Elle ouvrit la porte, elle entra les yeux rougis et gonflés. L’immobilité singulière de Nicolas, debout au milieu de l’atelier, elle l’attribua à une certaine anxiété qu’il aurait eue, la sachant en conversation avec le château de Cléden.

Mon pauvre Nicolas, fit-elle en retenant ses larmes, je m’en doutais, mon père est perdu. Nicolas hésita, puis se maîtrisant :

— Veux-tu que nous partions dès ce soir ?
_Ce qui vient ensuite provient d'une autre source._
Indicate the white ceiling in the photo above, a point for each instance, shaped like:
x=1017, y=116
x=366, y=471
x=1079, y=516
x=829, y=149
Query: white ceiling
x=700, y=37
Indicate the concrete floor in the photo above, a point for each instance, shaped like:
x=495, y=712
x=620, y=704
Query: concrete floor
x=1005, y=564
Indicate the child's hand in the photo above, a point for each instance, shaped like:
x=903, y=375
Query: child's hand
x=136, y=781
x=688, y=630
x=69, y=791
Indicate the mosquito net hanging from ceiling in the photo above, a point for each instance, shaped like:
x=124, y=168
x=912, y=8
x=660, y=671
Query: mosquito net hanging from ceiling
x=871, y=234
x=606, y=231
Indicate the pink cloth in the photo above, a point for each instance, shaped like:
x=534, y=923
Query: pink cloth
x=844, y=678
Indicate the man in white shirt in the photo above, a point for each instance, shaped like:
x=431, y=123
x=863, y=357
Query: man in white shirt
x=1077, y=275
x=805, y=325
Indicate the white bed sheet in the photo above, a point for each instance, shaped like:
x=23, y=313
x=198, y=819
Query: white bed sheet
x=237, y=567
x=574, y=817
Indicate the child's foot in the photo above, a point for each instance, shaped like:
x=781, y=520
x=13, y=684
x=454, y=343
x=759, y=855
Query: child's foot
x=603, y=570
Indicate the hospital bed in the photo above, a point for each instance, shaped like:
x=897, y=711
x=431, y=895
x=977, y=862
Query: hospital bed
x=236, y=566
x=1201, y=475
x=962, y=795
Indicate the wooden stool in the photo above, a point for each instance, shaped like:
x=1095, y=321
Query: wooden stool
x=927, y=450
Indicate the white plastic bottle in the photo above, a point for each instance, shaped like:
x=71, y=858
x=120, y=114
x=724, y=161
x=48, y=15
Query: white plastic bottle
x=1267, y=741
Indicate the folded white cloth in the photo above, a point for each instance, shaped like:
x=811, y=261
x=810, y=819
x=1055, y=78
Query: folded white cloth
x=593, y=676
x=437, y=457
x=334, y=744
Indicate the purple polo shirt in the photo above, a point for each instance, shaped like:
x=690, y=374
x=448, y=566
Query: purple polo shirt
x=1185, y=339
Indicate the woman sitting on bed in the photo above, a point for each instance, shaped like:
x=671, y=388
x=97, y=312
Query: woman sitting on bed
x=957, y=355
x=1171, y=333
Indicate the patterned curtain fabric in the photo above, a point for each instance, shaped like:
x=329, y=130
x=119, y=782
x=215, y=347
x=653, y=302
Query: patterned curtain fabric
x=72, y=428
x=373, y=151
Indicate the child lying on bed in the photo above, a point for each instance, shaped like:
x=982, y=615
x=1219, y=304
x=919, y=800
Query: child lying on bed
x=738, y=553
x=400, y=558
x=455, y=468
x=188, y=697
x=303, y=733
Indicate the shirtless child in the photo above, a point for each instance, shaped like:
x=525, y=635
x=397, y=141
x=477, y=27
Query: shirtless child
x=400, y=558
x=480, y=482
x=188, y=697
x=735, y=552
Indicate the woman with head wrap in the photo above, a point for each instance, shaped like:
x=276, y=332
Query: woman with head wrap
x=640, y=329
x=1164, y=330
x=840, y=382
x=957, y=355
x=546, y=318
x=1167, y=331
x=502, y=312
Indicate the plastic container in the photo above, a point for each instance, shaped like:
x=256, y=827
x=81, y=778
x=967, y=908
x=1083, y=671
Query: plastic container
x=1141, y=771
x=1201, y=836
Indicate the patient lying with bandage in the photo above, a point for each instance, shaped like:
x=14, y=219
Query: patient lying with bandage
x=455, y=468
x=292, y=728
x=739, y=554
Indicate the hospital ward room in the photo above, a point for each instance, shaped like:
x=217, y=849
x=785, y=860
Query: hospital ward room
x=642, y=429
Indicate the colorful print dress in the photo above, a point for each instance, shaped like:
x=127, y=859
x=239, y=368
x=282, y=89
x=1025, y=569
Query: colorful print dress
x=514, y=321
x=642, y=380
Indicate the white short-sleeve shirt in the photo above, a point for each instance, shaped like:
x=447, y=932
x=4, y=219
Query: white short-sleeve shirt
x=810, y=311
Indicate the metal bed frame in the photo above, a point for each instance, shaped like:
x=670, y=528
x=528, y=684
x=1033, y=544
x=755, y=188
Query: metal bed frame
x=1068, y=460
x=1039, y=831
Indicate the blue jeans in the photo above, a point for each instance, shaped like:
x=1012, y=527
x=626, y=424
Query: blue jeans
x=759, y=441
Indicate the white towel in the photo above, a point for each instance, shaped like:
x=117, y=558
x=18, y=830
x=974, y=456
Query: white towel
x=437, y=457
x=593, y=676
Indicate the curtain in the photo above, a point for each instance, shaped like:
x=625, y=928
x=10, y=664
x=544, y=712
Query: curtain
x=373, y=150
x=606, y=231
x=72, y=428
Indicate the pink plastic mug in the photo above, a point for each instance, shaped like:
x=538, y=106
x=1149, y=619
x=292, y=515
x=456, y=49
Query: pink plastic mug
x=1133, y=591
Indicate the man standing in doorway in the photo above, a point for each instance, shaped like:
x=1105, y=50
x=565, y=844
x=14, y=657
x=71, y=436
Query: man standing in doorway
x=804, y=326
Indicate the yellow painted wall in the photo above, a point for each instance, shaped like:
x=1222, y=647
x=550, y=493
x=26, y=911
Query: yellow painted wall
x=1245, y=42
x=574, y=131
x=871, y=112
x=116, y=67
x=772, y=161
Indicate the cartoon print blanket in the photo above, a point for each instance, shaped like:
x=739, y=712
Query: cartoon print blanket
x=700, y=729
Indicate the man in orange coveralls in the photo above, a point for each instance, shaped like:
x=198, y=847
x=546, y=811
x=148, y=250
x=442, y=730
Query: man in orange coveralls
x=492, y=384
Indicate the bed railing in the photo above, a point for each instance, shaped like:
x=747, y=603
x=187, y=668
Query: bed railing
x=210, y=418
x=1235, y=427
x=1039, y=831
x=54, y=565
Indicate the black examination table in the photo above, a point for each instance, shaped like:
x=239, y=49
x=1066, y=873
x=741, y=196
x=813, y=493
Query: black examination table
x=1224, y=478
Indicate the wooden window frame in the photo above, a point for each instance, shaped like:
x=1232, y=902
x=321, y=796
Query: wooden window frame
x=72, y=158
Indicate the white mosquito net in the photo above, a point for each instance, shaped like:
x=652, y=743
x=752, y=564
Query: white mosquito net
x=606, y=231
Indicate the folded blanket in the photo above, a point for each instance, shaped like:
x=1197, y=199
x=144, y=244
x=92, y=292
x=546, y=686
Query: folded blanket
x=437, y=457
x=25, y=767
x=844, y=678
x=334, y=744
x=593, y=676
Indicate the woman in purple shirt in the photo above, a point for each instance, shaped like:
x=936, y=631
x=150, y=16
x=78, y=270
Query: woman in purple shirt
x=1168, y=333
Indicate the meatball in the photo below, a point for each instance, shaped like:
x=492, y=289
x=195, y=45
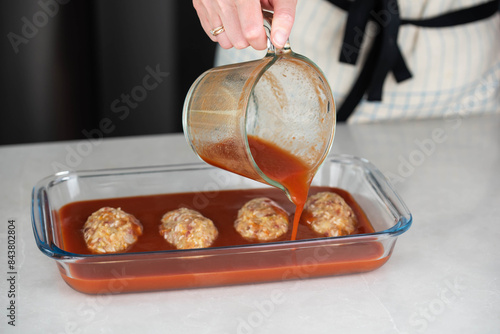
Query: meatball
x=186, y=228
x=110, y=230
x=328, y=214
x=261, y=219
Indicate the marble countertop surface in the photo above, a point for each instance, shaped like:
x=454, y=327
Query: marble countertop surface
x=443, y=276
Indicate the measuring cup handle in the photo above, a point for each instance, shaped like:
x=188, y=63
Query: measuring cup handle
x=271, y=49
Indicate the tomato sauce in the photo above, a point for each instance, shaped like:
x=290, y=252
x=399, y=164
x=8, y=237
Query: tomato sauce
x=275, y=162
x=147, y=270
x=222, y=208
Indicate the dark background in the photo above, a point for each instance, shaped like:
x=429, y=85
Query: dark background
x=84, y=54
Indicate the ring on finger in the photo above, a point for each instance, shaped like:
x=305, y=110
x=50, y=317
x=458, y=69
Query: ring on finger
x=217, y=31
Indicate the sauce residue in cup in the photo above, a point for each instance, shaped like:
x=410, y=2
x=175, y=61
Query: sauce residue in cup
x=286, y=169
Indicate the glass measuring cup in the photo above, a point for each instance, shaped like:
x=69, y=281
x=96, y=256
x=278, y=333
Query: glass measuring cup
x=283, y=99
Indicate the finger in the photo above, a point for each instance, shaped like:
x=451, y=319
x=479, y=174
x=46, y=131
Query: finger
x=283, y=18
x=209, y=18
x=229, y=16
x=202, y=13
x=252, y=23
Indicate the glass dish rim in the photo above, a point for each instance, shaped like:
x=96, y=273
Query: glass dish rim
x=403, y=223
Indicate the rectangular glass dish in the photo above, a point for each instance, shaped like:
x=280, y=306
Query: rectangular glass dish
x=214, y=266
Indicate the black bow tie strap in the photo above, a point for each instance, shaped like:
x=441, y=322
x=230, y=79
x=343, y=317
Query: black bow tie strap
x=385, y=55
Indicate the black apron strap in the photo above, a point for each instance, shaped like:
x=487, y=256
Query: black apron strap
x=385, y=55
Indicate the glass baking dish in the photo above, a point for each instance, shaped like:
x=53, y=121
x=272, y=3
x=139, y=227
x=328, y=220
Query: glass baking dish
x=176, y=269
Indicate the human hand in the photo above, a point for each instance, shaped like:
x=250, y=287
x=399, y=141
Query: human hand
x=243, y=23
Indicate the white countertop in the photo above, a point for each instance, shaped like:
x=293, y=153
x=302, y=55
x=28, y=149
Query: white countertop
x=443, y=277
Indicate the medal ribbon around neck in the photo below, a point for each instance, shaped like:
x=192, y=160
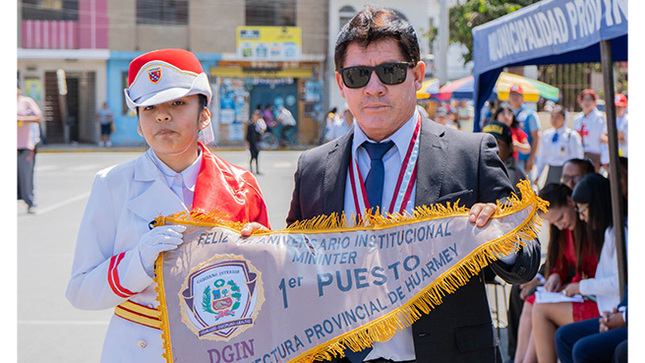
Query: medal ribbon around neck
x=405, y=182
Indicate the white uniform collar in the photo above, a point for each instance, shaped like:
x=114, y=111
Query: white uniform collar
x=189, y=175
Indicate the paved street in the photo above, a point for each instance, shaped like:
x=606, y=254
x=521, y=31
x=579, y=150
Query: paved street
x=49, y=328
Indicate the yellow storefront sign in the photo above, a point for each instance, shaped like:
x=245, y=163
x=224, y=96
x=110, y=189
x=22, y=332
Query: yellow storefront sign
x=269, y=42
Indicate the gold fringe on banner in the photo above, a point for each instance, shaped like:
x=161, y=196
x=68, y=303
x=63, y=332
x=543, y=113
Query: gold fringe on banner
x=385, y=327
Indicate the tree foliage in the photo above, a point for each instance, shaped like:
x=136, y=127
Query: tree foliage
x=467, y=15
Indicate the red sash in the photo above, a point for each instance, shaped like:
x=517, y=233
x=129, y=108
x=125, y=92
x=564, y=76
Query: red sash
x=230, y=189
Elle releva sa voilette et son admirable beauté apparut défaite par la douleur qu’elle endurait ; mais il y avait dans sa peine tant de douceur, tant de résignation et de tendresse, qu’ainsi, elle charmait encore davantage. Elle répéta :

— Que nous partions ? Mais, Nicolas, tu ne peux m’accompagner, j’irai seule.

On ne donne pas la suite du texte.